By Noah Gittell
Confession time: I have never been a fan of horror. As a child, I was too terrified of the very idea that a Jason or Freddy Krueger could exist to watch them do their murderous thing, and I never grew out of my anti-horror bias. Being scared is an unpleasant feeling, I told myself. Why would I choose to recreate that?
As a fan, horror movies are easy enough to avoid, but as a critic, I could not ignore the rave reviews that recent indies like “The Witch,” “It Follows,” and “The Babadook” were getting. The movement away from cheap scares is real. Last year, horror returned to the mainstream with “Get Out” and “It.” These films mostly bypass surface-level terrors — creaky doors and comically relentless killers — and reach for something more profoundly disturbing underneath. They do what all great films do: illuminate in ourselves that which was previously unseen.
“A Quiet Place,” the directorial debut of actor John Krasinski (TV’s “The Office”), is a weighty and ruthlessly entertaining entry in this new wave of rich horror films. It is set in a near-future in which most of the world’s population has been wiped out by aliens. Those who remain live in near-silence, since the aliens track and kill their human prey with an advanced sense of hearing.
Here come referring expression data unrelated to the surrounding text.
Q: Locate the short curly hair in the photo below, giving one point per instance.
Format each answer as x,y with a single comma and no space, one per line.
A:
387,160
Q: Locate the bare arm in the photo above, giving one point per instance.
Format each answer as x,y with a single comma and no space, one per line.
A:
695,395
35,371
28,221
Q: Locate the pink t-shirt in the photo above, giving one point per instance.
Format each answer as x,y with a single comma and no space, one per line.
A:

The film follows the Abbott family — husband (Krasinski), pregnant wife (Emily Blunt), deaf daughter (Millicent Simmonds), and young son (Noah Jupe) — as they try to survive a few crucial days in their rural compound.
Drawing its thrills from both horror and sci-fi, “A Quiet Place” is at its most delightful as a work of pure imagination. Before it gets to the scares, the film revels in answering the questions of its carefully-drawn world. In an early scene, they entertain themselves by playing Monopoly, but they make sure to roll the dice on carpet and have replaced those pesky metal game pieces with pieces of soft felt. But what else? How do they cook? How do they do laundry? How do husband and wife maintain their sense of romance? What will they do when that darn baby is born and it starts to cry? A lesser film would avoid these problems, but this one addresses them with a sense of fun and wonder.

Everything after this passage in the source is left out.